Quando Domenico Totani mi racconta la sua avventura, sei giorni dopo essere tornato all’Aquila, alcuni dettagli devono essere messi a posto. “La nostra è una variante di circa 300 metri, non abbiamo deciso se darle un nome ma penso che lo faremo”, racconta. “Le difficoltà sono intorno al IV su ghiaccio e fino all’M5 su misto nella parte bassa, e di IV+ e M4 nella nuova uscita. Ma dobbiamo sentirci e confrontare le nostre impressioni”.
L’esperienza invernale sulla Nord, per la guida aquilana (Pierluigi Carducci sta iniziando l’iter per diventare aspirante), è magnifica e anche un’occasione per volgere lo sguardo verso possibili nuove linee da salire. “Stavolta due cascate non erano formate, ma a destra della via classica, magari in pieno inverno, si potrebbe formare una linea di almeno 400 metri di Alpine Ice. Vedremo”.

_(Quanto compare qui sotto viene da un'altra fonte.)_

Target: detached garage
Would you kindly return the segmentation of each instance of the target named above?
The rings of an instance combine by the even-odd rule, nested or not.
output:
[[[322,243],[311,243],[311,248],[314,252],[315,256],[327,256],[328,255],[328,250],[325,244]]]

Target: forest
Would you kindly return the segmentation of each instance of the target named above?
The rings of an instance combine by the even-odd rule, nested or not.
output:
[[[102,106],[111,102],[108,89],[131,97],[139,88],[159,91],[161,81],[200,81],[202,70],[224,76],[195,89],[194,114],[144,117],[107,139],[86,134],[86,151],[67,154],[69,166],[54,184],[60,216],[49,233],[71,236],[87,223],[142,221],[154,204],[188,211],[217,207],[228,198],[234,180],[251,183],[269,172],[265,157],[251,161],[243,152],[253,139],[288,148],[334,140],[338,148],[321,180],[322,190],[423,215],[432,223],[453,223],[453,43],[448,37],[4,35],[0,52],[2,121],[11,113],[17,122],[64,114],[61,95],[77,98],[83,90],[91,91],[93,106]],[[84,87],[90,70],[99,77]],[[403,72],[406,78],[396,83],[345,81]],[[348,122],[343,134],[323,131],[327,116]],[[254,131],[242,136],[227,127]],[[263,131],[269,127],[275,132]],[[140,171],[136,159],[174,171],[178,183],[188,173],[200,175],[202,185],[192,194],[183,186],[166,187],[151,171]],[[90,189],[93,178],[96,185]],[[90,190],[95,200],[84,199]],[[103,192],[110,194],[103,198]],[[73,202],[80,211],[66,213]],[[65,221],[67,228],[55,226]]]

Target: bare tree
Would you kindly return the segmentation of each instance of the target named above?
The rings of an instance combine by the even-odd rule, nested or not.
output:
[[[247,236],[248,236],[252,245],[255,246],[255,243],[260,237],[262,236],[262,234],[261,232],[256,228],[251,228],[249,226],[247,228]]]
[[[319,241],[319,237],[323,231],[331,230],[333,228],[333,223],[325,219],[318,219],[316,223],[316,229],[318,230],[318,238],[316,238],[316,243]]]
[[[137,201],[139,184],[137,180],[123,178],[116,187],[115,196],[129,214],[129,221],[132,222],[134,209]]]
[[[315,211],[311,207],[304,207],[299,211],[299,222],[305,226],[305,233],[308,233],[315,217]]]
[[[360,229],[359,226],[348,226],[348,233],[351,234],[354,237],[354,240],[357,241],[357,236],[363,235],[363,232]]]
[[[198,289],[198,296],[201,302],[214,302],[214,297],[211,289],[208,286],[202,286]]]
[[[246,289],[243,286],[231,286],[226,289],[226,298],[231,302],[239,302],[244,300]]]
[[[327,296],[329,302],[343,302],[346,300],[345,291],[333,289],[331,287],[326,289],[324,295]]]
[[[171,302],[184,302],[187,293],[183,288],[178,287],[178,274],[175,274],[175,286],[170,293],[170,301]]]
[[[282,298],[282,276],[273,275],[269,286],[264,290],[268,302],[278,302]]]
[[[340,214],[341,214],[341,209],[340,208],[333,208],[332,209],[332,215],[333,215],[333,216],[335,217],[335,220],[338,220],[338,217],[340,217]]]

Più volte nel suo racconto, Domenico Totani usa parole ben diverse da quelle usate normalmente per il Camicia. “Abbiamo affrontato la parete con allegria e spirito giocoso”. “Abbiamo trovato dei tiri magnifici e un’arrampicata piacevole, ci siamo superdivertiti”.
L’ultima domanda è inevitabile e noiosa. Vi dispiace di non essere saliti d’inverno? Così, formalmente, la vostra non è stata la quarta salita invernale della Nord. “Assolutamente no” è la risposta di Totani. “Volevamo salire in stile moderno, ci interessavano le condizioni della parete. E le abbiamo trovate”.